Michael is a long-term patient at the Chelsea and Westminster Hospital and LOVES the cinema. His mum Mileena tells us how his visits to the CW+ MediCinema have had a huge impact on him, changing his perception of the hospital and making it feel lilke a happy place for him to go:
"Michael can’t do lots of the things that other children do. He can’t run around or play for very long and if we go to the park, he gets tired very fast. We can go on holiday, but travelling is difficult for us because of his medical problems, so he doesn’t get very excited by it. But when Michael is at the cinema, he’s at his happiest. For him, to be able to sit down and watch a film is the best thing ever. So, when we found out about MediCinema, he couldn’t wait to go. We’ve been to two screenings now and we still talk about them to this day. That’s how amazing the MediCinema was for both of us.
"Michael was born healthy but caught a virus when he was a few days old. It was a simple virus, one that might give you a temperature for a few days, but Michael was only just born, and his immune system wasn’t equipped to deal with it. At four days old, he was admitted to Chelsea & Westminster where his heart just stopped. After that, it was like the domino effect, where he faced with one thing after another – all within the first three months of his life. He has survived so many things and we are very proud of him.
"Michael is 11 now and he’s quite stable but will have medical problems his whole life. We are back and forth to hospitals all the time and we stay at Chelsea & Westminster very frequently. It helps that they know us really well at the hospital and that he has the best doctor ever – the same doctor who was there when he was born, there when his heart stopped, there for his heart transplant at three months old, and is still here today. But even so, Michael used to call hospital the ‘torture place.’
"We stayed at Chelsea & Westminster during lockdown last year. Being immuno-suppressed, Michael needs to be in his own room and can’t walk around the ward because of the other sick children. It meant that he was stuck in his room for days and days and days and was getting very depressed. But when he saw the poster for the MediCinema, he was so excited, because he is absolutely obsessed with film. He said: “Look Mummy!!’ and he was the one who asked the nurse if he could go.
"And how did he find the screening? He loved it, loved it, loved it! He was laughing and he was happy. For those two hours he could just slip into the world of the movie and stop thinking about being unwell. It helped him forget about his pain by being involved in the story. You can’t put a price on taking away a child’s pain for two hours of the day.

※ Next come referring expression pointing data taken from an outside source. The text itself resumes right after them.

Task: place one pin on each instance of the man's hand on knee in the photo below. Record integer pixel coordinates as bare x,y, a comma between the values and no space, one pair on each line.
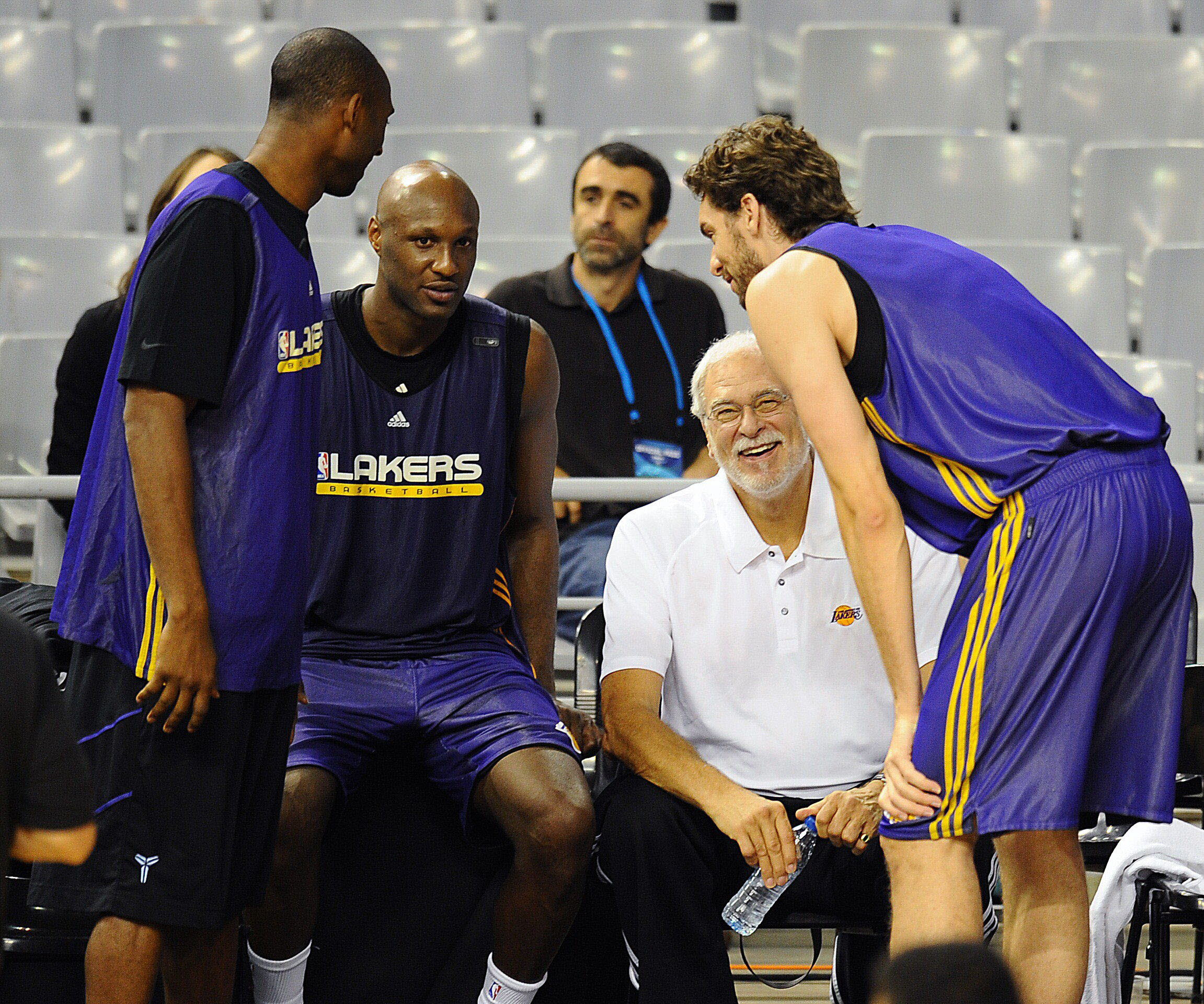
849,819
761,829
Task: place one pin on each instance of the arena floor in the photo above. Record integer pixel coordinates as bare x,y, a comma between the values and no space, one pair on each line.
792,948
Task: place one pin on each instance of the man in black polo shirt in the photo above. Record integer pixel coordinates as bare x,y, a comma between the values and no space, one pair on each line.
626,337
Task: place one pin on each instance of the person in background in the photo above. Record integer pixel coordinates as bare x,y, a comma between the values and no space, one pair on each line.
625,334
961,973
46,808
82,369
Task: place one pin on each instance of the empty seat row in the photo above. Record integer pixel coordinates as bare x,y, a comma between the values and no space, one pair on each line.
69,177
28,363
1016,17
848,78
966,186
46,282
536,15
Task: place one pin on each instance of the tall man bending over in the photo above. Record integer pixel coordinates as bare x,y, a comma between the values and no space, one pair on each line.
938,392
186,567
435,586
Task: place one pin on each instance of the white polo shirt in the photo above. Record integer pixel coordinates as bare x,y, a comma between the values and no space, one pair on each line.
771,668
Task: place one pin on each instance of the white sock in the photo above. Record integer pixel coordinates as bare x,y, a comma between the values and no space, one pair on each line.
279,983
500,989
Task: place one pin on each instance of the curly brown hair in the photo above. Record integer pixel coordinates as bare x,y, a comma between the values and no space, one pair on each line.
783,166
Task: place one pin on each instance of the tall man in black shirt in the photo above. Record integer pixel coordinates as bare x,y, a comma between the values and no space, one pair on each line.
45,797
191,534
626,337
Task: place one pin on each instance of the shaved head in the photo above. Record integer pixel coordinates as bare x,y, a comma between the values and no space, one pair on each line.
426,232
423,186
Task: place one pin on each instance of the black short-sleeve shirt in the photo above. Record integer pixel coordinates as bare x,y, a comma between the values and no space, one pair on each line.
597,435
44,779
194,292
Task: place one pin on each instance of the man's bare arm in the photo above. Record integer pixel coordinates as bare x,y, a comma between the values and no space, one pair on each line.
801,310
185,678
531,539
59,847
631,701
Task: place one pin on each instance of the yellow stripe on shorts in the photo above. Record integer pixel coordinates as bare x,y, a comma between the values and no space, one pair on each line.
968,487
152,628
965,712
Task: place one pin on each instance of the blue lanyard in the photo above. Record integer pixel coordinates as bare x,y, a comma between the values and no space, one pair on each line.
621,364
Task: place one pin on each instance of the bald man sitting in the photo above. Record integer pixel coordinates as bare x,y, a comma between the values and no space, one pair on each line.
431,612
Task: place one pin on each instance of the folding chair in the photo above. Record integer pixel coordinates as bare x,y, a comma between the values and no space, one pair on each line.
588,670
1157,905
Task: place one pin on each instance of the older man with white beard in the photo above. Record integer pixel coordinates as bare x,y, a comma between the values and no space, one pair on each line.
742,688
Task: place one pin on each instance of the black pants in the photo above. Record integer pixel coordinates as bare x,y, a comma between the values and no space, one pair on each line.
673,871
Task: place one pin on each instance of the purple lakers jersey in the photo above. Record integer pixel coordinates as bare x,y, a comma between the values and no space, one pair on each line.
972,387
253,489
415,487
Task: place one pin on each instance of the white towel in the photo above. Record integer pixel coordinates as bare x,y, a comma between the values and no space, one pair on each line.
1175,850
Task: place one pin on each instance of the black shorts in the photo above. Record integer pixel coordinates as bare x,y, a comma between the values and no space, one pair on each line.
187,823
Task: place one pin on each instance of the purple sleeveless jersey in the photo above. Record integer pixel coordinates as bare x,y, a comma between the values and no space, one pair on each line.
984,387
252,463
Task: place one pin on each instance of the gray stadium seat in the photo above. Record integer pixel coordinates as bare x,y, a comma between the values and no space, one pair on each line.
1173,296
677,150
1172,384
356,14
61,177
27,404
1084,284
522,177
853,78
180,74
28,10
86,15
605,77
160,149
538,15
1019,18
1191,16
343,263
778,21
337,216
50,542
38,70
1113,88
351,263
455,73
693,258
503,258
46,282
980,186
1141,196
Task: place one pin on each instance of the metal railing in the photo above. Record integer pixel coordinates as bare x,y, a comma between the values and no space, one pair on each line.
563,490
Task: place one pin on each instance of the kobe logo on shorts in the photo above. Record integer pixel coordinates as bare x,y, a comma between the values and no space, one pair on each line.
145,863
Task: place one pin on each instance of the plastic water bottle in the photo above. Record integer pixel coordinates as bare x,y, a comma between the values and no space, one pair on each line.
746,910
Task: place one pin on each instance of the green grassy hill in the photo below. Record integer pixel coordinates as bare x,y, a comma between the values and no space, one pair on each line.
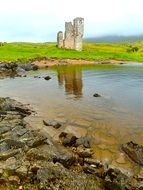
24,51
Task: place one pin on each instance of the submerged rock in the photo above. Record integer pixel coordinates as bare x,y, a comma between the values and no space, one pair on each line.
67,139
96,95
52,123
134,152
47,78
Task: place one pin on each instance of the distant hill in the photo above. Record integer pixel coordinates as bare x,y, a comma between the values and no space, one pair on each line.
113,39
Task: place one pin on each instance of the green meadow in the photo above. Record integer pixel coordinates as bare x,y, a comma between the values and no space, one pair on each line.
21,52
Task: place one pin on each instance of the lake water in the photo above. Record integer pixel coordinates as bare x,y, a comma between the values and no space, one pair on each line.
110,120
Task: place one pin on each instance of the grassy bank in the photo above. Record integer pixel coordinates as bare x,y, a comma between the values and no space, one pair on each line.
25,51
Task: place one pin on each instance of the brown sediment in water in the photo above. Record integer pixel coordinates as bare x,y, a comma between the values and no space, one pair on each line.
54,62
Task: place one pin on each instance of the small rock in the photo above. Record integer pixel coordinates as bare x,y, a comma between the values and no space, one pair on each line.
20,188
96,95
11,163
22,171
134,151
83,141
34,169
84,152
14,179
54,124
47,78
67,139
121,159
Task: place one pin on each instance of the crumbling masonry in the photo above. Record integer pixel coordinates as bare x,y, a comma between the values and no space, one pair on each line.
73,35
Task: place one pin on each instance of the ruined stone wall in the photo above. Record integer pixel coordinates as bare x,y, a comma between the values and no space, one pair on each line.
73,35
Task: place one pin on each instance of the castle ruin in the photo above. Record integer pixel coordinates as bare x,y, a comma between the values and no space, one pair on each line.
73,35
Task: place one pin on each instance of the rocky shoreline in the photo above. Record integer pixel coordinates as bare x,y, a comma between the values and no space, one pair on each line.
48,62
31,159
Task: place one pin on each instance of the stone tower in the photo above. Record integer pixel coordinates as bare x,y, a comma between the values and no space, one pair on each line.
60,39
69,36
73,35
78,33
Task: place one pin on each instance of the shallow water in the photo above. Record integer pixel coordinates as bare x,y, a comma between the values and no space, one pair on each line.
110,120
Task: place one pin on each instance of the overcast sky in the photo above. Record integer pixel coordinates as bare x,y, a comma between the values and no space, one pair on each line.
40,20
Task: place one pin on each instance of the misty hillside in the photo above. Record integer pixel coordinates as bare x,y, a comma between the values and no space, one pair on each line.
113,39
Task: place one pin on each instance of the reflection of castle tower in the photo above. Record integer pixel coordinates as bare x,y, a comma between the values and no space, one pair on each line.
72,80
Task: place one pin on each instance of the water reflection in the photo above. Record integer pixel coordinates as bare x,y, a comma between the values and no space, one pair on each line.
71,80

"It’s a happy occasion to go to the cinema and MediCinema wasn’t any different - everyone walked out afterwards looking positive and happy and Michael felt better – much better. I know something changed in him because he wasn’t thinking ‘I can’t do anything because I’m unwell and I’m stuck in my room.’ Instead, he was thinking: “I can actually do something that I love to do. I can feel safe, and I can watch a movie.” Things didn’t seem so desperate after that and he started to think more positively about his situation. It made his day much happier.
"Think about your worst day, your worst, nightmare day. Children like Michael can sometimes have their worst days in hospital. But going to the MediCinema – just that one thing – can make it their best day ever. And it’s the same for parents too. In hospital you don’t get many chances to have your best days, but MediCinema can give that to you. For Michael, it gives him a light at the end of the tunnel, a ray of sunshine and something happy to do - and that makes a huge difference."